1 . Method for identifying an object covered at least partially by a transparent layer (1) by determining a surface property by means of an optical system (3), wherein

the optical system (3) comprises a polarization camera which is designed for high-resolution recordings and connected to a data processing and storage unit (5), and wherein the polarization camera has a polarization sensor, and by means of which at least

two polarization planes of light reflected from the surface of the article and the surface of the transparent layer (1) are detected and

- Taking into account the detected polarization planes, the surface property for identifying the object is determined

2. The method according to claim 1, characterized in that the optical system (3) comprises an image sensor with polarization filter, which detects at least two or more polarization planes simultaneously.

3. The method according to claim 1 or 2, characterized in that the surface structure, the microstructure, roughness, color and / or as a surface property marking on the surface, in particular a point code, matrix code or barcode is detected.

4. The method according to any one of the preceding claims, characterized in that the transparent layer (1) is formed as a transparent film.

5. The method according to any one of the preceding claims, characterized in that the surface of the article of paper and / or plastic, in particular a paper packaging and / or plastic packaging, is.

6. The method according to any one of the preceding claims, characterized in that the surface property processed, in particular digitized and stored.

7. The method according to any one of the preceding claims, characterized in that for identifying the object, the property of the already determined surface portion is again determined and compared with the first determined and stored property data.

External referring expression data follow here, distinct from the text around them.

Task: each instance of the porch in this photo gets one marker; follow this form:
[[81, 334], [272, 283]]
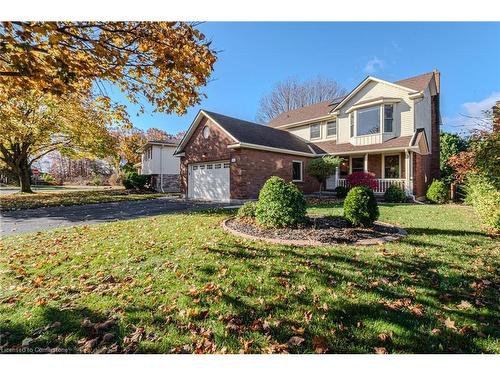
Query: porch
[[389, 168]]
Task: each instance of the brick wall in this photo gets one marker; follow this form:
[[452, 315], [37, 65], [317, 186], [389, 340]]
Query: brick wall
[[251, 169], [254, 167], [199, 149]]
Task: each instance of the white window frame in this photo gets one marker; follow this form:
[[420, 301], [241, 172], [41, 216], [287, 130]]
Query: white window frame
[[383, 165], [318, 124], [301, 170], [336, 129], [356, 157]]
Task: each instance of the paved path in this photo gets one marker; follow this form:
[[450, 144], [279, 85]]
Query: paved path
[[39, 219]]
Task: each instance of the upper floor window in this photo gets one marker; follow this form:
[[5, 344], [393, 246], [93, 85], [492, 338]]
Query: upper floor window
[[368, 121], [388, 117], [351, 124], [331, 128], [315, 131]]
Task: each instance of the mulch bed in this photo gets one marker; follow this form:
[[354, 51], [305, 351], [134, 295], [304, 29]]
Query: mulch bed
[[318, 230]]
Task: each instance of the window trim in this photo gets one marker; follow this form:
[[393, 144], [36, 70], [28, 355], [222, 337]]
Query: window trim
[[383, 165], [310, 130], [336, 129], [380, 114], [356, 157], [391, 118], [301, 170]]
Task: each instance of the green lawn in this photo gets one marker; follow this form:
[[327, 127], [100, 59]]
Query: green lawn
[[178, 283], [18, 201]]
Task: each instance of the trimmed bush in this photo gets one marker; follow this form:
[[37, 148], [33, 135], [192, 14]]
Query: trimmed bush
[[133, 180], [341, 191], [438, 192], [485, 198], [247, 210], [360, 207], [280, 204], [394, 194], [362, 179]]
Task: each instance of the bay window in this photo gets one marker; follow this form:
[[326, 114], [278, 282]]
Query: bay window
[[388, 119], [368, 121], [331, 128]]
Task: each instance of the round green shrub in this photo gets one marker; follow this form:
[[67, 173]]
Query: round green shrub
[[394, 194], [341, 191], [133, 180], [437, 192], [360, 206], [280, 204], [247, 210]]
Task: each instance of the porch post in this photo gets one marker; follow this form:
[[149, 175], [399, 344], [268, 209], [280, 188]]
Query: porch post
[[408, 188]]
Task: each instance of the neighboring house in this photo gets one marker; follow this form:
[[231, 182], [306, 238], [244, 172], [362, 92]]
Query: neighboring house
[[388, 128], [158, 160]]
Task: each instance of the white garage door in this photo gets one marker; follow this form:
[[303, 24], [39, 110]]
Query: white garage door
[[209, 181]]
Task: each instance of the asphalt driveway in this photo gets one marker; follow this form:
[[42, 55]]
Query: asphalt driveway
[[40, 219]]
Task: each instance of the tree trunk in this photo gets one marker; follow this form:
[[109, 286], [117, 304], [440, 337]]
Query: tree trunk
[[25, 177]]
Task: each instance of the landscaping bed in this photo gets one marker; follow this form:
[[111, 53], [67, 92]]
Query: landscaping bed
[[317, 230]]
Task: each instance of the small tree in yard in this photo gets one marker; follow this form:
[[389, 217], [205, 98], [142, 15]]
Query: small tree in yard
[[322, 168]]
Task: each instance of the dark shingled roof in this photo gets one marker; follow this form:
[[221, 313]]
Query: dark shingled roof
[[333, 147], [320, 109], [417, 83], [250, 132]]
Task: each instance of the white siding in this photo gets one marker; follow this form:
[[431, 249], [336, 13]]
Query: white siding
[[168, 164], [403, 111]]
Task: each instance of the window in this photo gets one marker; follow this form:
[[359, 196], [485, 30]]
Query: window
[[331, 129], [388, 119], [358, 164], [368, 121], [297, 171], [315, 131], [351, 124], [391, 166]]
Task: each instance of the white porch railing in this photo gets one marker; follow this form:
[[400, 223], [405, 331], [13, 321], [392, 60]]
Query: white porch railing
[[383, 184]]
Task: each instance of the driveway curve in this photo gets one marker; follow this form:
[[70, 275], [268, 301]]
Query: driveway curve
[[45, 218]]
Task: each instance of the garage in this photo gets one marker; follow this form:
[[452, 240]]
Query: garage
[[209, 181]]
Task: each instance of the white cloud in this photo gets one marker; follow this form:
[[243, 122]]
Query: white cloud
[[373, 65], [471, 112]]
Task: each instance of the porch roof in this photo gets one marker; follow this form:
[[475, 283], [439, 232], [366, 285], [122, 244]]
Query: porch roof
[[331, 147]]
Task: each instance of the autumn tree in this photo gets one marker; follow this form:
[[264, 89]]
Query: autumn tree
[[292, 94], [33, 125], [44, 65]]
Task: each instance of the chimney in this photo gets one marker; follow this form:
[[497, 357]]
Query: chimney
[[437, 78], [496, 116]]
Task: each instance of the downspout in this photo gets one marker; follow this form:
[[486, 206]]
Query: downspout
[[161, 169]]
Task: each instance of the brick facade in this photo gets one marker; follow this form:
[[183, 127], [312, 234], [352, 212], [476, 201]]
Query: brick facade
[[249, 168]]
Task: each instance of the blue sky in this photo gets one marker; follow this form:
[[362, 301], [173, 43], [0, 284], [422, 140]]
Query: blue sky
[[254, 56]]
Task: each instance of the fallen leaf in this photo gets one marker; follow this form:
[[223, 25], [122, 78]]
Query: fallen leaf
[[380, 350], [295, 341]]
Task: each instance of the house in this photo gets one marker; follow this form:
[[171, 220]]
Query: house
[[159, 162], [388, 128]]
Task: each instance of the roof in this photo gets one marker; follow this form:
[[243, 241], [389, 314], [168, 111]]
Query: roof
[[173, 142], [309, 112], [323, 109], [333, 147], [417, 83], [250, 132]]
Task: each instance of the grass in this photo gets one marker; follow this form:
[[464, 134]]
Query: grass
[[19, 201], [178, 283]]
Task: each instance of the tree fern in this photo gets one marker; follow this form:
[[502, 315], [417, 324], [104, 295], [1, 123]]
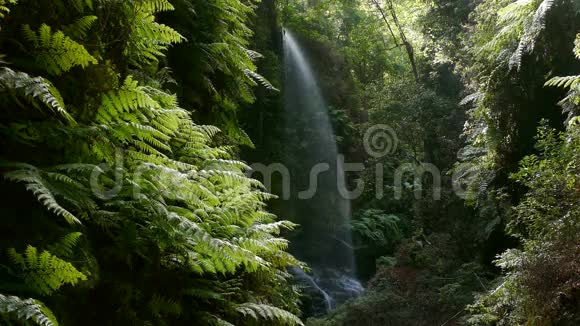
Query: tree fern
[[79, 29], [529, 37], [149, 39], [56, 52], [20, 84], [44, 273], [270, 313], [27, 309], [4, 9], [35, 183]]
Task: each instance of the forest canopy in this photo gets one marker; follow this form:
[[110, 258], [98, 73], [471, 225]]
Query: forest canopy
[[137, 137]]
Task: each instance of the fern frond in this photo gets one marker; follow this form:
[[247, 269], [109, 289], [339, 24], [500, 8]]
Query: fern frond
[[33, 88], [528, 40], [564, 82], [27, 309], [259, 78], [4, 9], [79, 29], [267, 312], [44, 273], [56, 52], [65, 247], [37, 185]]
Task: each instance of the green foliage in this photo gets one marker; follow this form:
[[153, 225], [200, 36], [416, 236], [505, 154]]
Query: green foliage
[[55, 52], [44, 273], [19, 84], [538, 285], [26, 309], [173, 230], [376, 227], [149, 39], [261, 311]]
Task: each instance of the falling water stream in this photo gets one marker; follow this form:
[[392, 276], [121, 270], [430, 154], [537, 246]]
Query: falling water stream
[[323, 240]]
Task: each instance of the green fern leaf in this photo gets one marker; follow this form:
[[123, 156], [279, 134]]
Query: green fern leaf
[[27, 309], [56, 52]]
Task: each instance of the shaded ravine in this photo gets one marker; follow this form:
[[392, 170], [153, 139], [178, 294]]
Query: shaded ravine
[[317, 184]]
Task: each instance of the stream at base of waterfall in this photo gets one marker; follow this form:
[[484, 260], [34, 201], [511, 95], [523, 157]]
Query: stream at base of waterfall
[[323, 239]]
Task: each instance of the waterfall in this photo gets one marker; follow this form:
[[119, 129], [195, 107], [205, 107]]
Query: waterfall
[[311, 155]]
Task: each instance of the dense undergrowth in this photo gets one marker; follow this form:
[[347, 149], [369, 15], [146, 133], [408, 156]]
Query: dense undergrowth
[[125, 200]]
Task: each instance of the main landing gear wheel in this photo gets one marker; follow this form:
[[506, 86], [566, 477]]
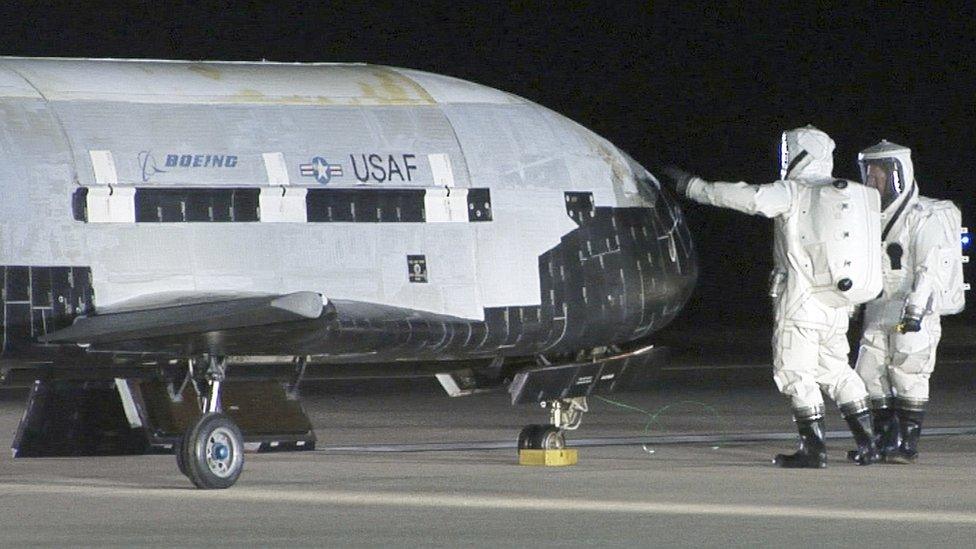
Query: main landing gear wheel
[[212, 452], [541, 437]]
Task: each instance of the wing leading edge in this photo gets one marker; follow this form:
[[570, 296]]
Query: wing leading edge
[[183, 318]]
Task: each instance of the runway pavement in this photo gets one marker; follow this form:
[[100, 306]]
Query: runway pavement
[[692, 494]]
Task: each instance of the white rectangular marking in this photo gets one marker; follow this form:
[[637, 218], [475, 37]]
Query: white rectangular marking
[[275, 167], [104, 167], [440, 169]]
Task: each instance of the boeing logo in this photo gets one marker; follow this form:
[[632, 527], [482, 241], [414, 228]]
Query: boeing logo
[[147, 162]]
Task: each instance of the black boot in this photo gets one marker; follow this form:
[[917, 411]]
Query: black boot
[[812, 453], [885, 430], [866, 452], [910, 428]]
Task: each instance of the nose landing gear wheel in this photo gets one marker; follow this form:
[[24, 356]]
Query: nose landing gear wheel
[[212, 452], [541, 437]]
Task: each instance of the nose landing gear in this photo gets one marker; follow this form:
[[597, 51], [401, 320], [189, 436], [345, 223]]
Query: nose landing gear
[[211, 452], [564, 415]]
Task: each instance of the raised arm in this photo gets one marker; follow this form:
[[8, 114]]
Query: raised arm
[[770, 200]]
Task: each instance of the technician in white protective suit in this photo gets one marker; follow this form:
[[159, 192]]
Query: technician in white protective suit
[[826, 260], [922, 280]]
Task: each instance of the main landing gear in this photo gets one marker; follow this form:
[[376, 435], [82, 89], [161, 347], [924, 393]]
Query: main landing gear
[[211, 452], [564, 415]]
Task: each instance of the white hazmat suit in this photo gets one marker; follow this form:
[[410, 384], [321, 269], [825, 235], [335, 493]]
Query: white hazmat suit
[[827, 231], [922, 279]]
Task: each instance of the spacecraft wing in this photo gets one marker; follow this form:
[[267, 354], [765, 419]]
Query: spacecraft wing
[[189, 315]]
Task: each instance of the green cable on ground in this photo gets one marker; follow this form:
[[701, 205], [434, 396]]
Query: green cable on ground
[[652, 416]]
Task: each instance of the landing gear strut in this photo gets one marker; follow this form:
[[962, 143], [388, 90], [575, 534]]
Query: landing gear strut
[[564, 415], [211, 452]]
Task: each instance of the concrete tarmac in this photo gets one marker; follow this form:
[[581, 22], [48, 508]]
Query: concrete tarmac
[[702, 495]]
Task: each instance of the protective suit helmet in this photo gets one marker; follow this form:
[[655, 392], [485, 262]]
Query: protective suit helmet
[[888, 168], [806, 153]]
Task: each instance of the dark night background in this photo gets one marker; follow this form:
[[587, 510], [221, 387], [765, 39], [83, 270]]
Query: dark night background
[[707, 87]]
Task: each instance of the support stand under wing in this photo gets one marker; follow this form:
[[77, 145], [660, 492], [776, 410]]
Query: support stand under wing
[[126, 417], [630, 371]]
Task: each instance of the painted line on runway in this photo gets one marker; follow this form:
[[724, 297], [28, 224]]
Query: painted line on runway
[[769, 365], [492, 502], [657, 440]]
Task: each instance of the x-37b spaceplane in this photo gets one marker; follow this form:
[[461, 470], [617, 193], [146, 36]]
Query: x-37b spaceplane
[[182, 243]]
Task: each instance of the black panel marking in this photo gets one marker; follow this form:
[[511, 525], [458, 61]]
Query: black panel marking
[[40, 300], [579, 206], [365, 205], [894, 252], [197, 205], [479, 205], [417, 268]]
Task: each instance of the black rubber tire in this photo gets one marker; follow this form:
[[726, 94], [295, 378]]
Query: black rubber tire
[[179, 449], [527, 437], [549, 437], [541, 437], [206, 473]]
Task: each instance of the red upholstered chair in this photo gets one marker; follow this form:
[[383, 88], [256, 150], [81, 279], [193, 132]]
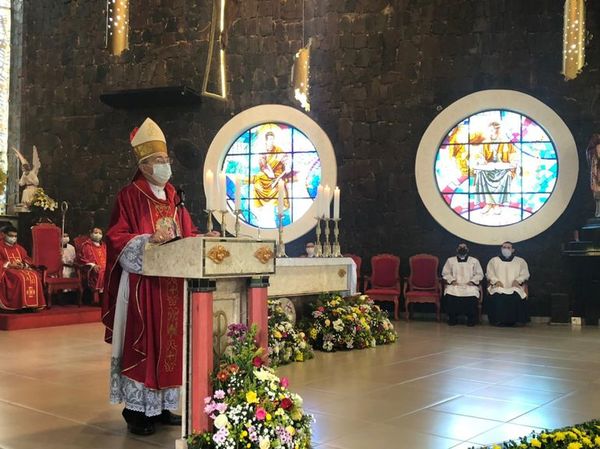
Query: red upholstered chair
[[47, 239], [423, 285], [384, 280], [358, 261]]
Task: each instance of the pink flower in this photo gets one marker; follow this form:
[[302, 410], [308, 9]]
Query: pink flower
[[286, 403], [260, 414]]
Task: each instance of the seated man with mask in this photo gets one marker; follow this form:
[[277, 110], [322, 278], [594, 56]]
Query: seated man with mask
[[20, 285], [93, 254], [462, 274], [507, 274]]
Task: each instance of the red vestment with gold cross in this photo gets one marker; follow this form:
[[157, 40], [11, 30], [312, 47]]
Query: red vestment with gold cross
[[94, 254], [152, 348], [19, 288]]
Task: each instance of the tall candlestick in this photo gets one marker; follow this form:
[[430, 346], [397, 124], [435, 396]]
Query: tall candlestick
[[336, 203], [319, 201], [238, 192], [222, 191], [280, 194], [327, 201], [209, 186]]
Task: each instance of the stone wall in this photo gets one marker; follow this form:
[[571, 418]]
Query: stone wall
[[381, 72]]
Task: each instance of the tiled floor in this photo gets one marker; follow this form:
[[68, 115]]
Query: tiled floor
[[438, 387]]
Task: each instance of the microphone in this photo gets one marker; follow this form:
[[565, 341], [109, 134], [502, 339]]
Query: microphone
[[181, 195]]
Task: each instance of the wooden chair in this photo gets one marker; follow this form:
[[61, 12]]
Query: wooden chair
[[384, 280], [47, 239], [423, 285]]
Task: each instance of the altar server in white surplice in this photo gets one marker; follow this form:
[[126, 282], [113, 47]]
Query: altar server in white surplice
[[506, 276], [462, 274]]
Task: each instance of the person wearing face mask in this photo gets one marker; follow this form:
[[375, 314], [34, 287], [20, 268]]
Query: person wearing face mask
[[506, 275], [310, 250], [20, 285], [143, 315], [68, 257], [462, 274], [93, 255]]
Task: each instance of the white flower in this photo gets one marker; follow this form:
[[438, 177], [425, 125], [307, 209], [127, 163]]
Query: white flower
[[264, 443]]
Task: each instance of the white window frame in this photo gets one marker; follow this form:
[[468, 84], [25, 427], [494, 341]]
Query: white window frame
[[566, 151]]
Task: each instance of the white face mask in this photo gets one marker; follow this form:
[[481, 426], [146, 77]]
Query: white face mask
[[161, 173]]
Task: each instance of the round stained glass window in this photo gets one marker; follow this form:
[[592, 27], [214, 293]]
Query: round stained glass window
[[496, 165], [496, 168], [263, 157]]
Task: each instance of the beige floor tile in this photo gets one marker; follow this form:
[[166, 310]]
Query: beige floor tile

8. An apparatus for identifying an article, wherein the article

- At least partially covered by a transparent layer (1) and

is arranged with the covered portion in the detection range of an optical system (3),

- The optical system (3) is adapted to detect at least two planes of polarization of a light reflected from the surface of the article and the surface of the transparent layer (1) and to determine, taking into account the detected polarization planes, the surface property for identifying the object

the optical system (3) has a polarization camera which is designed for high-resolution images, which are furthermore connected to a data processing and storage unit (5), and wherein the polarization camera has a polarization sensor by means of which four different polarization planes of light can be detected simultaneously.